Federated data health networks hold potential for accelerating emergency research

Prashant Mahajan 1,, Charles Macias 2, Amie Barda 3, Christopher M Fung 3
PMCID: PMC10200260  PMID: 37220474

Abstract

Multi‐center research networks often supported by centralized data centers are integral in generating high‐quality evidence needed to address the gaps in emergency care. However, there are substantial costs to maintain high‐functioning data centers. A novel distributed or federated data health networks (FDHN) approach has been used recently to overcome the shortcomings of centralized data approaches. A FDHN in emergency care is comprised of a series of decentralized, interconnected emergency departments (EDs) where each site's data is structured according to a common data model that allows data to be queried and/or analyzed without the data leaving the site's institutional firewall. To best leverage FDHNs for emergency care research networks, we propose a stepwise, 2‐level development and deployment process—creating a lower resource requiring Level I FDHN capable of basic analyses, or a more resource‐intense Level II FDHN capable of sophisticated analyses such as distributed machine learning. Importantly, existing electronic health records‐based analytical tools can be leveraged without substantial cost implications for research networks to implement a Level 1 FDHN. Fewer regulatory barriers associated with FDHN have a potential for diverse, non‐network EDs to contribute to research, foster faculty development, and improve patient outcomes in emergency care.

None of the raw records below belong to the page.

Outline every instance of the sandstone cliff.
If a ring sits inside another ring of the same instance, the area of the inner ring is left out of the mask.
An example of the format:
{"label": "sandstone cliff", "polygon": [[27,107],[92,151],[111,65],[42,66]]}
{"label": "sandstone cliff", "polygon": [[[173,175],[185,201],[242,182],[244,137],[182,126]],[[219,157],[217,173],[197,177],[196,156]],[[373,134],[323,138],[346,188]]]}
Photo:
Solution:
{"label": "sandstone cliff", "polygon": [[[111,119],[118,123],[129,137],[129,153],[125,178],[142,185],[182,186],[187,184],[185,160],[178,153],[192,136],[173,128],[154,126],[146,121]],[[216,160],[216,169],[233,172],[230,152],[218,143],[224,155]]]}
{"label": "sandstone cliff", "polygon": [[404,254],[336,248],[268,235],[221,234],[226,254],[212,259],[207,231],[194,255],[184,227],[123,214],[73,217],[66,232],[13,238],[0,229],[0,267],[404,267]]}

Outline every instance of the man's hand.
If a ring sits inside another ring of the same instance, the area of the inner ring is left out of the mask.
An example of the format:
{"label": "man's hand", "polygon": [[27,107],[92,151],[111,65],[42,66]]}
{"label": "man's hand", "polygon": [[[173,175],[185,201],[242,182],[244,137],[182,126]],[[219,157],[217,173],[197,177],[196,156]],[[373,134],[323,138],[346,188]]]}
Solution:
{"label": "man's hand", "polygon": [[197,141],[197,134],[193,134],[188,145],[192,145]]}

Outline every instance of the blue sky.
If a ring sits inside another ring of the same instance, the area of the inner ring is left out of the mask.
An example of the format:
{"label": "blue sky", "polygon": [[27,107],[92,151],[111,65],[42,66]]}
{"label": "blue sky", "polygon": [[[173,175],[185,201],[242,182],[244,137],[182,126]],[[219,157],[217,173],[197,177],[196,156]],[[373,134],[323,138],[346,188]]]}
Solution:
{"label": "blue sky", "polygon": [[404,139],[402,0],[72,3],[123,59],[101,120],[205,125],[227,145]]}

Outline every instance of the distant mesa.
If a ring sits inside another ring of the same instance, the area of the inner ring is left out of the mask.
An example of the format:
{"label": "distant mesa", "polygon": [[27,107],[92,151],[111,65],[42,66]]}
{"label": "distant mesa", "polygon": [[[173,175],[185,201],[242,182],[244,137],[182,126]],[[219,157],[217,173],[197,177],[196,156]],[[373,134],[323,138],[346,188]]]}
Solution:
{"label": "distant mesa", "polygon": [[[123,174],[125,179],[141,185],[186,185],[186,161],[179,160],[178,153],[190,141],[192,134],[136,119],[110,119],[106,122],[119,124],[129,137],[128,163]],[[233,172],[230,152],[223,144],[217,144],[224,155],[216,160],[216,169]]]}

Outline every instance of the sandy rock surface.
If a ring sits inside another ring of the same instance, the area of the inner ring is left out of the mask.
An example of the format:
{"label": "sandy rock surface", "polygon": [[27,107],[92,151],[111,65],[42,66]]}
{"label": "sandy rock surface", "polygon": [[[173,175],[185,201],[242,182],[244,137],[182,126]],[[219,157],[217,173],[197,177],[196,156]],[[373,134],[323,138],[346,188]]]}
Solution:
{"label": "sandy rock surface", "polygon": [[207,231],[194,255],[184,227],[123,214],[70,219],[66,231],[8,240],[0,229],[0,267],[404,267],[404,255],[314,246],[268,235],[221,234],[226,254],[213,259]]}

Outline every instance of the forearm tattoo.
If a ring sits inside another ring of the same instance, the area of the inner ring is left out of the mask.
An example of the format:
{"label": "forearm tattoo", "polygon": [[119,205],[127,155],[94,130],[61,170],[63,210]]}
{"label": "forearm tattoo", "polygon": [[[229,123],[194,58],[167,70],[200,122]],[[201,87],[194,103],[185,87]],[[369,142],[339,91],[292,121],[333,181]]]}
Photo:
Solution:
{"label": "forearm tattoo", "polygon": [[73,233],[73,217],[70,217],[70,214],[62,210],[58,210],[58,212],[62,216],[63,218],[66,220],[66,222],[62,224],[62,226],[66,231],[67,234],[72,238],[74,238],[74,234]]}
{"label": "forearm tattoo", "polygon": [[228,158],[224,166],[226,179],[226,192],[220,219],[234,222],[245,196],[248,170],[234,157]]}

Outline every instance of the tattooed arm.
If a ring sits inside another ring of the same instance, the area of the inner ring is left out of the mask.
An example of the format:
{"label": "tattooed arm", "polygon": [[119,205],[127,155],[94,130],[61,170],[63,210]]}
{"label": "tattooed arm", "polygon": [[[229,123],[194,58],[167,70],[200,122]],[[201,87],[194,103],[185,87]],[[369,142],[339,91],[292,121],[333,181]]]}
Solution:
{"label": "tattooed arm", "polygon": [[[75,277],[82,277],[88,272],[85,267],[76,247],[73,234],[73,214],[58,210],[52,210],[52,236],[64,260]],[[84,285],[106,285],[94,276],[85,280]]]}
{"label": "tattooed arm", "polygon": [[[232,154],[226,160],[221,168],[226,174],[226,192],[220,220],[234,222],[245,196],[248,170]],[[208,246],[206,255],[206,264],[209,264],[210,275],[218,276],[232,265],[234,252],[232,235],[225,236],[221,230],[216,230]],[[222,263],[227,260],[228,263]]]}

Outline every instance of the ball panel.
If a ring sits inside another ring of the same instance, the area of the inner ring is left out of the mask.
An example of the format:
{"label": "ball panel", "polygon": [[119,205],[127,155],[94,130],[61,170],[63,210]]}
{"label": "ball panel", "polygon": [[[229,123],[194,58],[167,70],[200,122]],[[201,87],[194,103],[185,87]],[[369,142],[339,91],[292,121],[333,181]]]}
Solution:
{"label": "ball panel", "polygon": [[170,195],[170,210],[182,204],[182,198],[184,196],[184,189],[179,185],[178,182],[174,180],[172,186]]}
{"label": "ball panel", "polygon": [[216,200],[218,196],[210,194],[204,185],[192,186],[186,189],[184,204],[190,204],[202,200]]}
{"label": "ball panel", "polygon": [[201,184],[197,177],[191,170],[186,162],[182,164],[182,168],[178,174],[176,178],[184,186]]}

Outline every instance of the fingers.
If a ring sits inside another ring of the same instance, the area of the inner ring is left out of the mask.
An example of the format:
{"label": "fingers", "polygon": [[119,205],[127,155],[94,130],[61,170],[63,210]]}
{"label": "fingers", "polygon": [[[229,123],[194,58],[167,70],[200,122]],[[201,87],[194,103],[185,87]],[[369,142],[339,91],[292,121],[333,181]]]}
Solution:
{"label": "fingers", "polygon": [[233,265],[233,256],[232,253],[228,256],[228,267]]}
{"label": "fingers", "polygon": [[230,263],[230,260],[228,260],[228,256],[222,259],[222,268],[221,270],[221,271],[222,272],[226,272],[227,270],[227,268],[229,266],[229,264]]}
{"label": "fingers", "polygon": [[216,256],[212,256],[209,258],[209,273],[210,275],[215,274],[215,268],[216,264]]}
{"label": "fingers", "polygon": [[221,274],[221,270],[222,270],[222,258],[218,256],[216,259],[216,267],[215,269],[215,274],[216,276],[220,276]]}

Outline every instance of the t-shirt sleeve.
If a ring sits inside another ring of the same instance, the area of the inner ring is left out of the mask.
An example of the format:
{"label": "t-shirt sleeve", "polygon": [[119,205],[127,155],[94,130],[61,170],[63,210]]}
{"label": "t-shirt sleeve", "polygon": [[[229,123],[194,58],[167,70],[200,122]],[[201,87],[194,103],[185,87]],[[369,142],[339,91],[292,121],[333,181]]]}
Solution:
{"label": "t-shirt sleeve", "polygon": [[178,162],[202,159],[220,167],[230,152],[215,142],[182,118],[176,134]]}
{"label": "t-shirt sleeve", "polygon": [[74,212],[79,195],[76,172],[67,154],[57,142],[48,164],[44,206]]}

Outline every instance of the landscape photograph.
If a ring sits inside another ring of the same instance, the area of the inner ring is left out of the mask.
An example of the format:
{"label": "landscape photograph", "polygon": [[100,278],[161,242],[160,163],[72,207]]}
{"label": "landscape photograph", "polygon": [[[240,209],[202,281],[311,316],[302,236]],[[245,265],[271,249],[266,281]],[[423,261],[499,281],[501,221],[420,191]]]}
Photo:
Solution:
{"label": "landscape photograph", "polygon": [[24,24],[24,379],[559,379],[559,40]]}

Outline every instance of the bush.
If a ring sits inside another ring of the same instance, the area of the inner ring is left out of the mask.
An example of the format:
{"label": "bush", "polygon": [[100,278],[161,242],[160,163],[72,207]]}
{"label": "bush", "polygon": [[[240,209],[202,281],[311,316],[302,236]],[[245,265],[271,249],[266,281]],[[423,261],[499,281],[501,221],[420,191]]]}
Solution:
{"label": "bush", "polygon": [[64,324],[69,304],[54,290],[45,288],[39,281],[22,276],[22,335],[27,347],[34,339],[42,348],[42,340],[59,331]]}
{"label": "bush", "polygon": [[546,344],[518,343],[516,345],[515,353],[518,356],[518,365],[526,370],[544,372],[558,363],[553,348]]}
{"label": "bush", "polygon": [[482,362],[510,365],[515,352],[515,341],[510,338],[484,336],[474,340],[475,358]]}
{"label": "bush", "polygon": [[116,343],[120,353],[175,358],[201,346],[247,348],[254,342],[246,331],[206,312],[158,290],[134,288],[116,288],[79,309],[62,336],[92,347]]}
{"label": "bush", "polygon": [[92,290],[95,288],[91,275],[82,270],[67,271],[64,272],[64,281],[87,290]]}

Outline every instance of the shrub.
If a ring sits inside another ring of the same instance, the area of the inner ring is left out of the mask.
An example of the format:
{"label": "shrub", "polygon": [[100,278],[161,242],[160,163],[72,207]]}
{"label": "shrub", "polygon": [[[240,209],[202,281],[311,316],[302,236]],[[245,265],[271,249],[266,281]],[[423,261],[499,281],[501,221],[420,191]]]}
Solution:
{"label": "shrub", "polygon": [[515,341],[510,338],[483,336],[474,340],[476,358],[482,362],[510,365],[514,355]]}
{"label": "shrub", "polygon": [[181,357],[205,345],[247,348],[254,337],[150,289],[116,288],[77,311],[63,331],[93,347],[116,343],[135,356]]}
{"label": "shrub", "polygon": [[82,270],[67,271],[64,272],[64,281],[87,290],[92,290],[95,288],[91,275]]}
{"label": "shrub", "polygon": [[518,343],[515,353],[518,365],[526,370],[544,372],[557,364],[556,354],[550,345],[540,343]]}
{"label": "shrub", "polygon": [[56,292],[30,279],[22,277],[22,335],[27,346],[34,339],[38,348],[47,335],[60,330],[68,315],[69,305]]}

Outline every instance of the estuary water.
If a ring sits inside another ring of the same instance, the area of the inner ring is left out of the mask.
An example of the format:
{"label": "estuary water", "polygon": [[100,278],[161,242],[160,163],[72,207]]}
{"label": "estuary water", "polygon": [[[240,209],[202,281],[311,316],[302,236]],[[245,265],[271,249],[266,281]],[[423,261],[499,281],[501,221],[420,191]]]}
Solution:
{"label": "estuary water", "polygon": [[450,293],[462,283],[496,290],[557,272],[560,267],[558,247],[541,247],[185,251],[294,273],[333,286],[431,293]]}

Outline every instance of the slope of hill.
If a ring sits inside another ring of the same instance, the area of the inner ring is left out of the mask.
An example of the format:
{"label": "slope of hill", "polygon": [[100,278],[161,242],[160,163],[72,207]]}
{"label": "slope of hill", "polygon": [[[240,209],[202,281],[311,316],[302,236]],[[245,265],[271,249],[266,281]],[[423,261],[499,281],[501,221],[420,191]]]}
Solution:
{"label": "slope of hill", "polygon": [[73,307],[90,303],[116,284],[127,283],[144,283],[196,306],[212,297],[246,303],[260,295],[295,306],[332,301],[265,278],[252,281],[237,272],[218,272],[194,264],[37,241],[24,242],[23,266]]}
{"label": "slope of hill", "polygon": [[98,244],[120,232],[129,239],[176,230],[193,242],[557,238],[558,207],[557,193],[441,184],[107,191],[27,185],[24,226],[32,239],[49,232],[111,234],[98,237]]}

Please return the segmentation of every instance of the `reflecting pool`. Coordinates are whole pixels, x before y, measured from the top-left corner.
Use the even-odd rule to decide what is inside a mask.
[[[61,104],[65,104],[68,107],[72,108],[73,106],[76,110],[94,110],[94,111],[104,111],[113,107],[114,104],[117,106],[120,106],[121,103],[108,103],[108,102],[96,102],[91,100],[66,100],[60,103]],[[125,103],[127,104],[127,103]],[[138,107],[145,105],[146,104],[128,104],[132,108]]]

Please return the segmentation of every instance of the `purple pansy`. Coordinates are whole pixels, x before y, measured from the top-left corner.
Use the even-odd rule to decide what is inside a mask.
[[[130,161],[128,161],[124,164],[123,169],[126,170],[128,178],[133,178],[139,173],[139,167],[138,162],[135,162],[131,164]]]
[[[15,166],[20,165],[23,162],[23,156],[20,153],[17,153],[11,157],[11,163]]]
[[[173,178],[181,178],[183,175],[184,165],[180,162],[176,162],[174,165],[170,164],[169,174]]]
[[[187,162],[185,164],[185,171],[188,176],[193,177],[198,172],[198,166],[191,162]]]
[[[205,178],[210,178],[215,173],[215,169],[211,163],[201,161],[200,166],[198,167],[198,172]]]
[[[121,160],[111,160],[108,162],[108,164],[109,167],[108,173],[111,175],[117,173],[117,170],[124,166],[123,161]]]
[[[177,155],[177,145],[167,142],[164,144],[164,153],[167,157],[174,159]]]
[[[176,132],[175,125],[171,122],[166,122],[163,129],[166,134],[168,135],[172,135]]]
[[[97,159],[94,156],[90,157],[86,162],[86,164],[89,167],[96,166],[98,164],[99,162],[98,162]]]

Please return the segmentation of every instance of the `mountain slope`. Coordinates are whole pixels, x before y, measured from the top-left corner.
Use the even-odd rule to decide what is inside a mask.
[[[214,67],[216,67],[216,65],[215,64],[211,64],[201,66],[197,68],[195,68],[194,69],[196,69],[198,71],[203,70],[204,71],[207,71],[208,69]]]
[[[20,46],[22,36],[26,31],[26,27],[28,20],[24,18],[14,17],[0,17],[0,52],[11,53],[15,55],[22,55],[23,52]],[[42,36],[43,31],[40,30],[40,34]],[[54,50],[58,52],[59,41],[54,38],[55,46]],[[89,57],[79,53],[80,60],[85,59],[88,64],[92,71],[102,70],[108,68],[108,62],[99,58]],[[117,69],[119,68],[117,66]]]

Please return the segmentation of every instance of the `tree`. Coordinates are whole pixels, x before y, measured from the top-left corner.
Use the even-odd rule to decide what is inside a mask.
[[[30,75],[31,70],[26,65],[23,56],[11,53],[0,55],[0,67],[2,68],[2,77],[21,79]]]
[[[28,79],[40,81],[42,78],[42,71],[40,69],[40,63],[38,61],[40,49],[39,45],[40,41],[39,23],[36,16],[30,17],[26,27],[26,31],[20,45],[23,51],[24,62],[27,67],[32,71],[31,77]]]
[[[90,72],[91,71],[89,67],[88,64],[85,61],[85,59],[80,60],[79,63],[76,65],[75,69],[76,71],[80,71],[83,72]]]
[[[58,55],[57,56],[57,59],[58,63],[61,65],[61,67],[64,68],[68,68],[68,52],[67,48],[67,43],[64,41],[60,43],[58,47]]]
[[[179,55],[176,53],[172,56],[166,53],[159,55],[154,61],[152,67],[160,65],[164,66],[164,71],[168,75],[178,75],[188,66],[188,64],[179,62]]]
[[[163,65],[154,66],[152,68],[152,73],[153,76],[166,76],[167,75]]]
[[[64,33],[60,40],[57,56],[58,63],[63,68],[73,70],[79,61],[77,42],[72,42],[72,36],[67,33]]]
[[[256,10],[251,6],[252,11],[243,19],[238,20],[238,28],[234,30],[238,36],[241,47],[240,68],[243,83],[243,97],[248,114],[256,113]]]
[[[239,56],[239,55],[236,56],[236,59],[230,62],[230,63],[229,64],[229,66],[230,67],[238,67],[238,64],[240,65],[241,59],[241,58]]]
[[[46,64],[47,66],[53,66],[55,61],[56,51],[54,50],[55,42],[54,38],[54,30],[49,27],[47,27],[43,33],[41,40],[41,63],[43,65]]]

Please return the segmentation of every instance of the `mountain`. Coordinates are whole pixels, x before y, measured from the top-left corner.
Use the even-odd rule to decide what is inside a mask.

Keywords: data model, emergency care, global research, pediatric emergency medicine

1. TRADITIONAL CENTRALIZED DATA COLLECTION LIMITS COLLABORATION

Successful multicenter research networks in emergency medicine directly address the ability to conduct high‐quality research on large numbers of eligible patients which is unlikely in single emergency departments (EDs), a research gap identified by National Academies of Sciences, Engineering, and Medicine report on the Future of Emergency Care. 1 Research networks including but not limited to the Pediatric Emergency Care Applied Research Network (PECARN) and Strategies to Innovate Emergency Care Clinical Trials Network (SIREN) have generated high‐quality evidence, nurtured an investigator pipeline, and strengthened the overall emergency research infrastructure. This has directly contributed to improving the care of ill and injured adults and children globally. 2 High‐performing emergency research networks often are supported by a centralized data center to ensure data quality, comply with institutional, national, and international regulatory standards, and curate data to conduct sophisticated analyses (Figure 1).

FIGURE 1.

FIGURE 1

Schematic of a centralized model. Diagram of centralized data collection and storage by coordinating center. Encounter level data including protected health information leaves each participating institution and is stored by the coordinating center. Network emergency departments can participate after completion of data use agreement (DUA). Non‐network emergency departments generally cannot participate without completing DUA process.

Sustaining centralized data centers is costly and requires a substantial commitment of time and resources from researchers and, specifically, health information technology experts. High costs emanate from the need to: (1) harmonize data from disparate and often highly customized electronic health record systems with varied data formats; (2) ensure compliance with cybersecurity protocols; (3) maintain patient privacy standards, especially when identifiable data is being sent outside the institution; and (4) conduct ongoing and required maintenance of databases. Furthermore, centralized data centers are often constrained by specific data collection protocols that limit conducting observational studies with up‐to‐date data, developing artificial intelligence models requiring many variables, and performing data exploration for future studies across network sites. Consequently, centralized data centers are not nimble, and the cost structure is a barrier for non‐network sites to participate in network‐based studies. This reduces the opportunity to solicit input into research study questions and designs, reduces the diversity of study populations, decreases generalizability, and limits the dissemination and implementation of new evidence.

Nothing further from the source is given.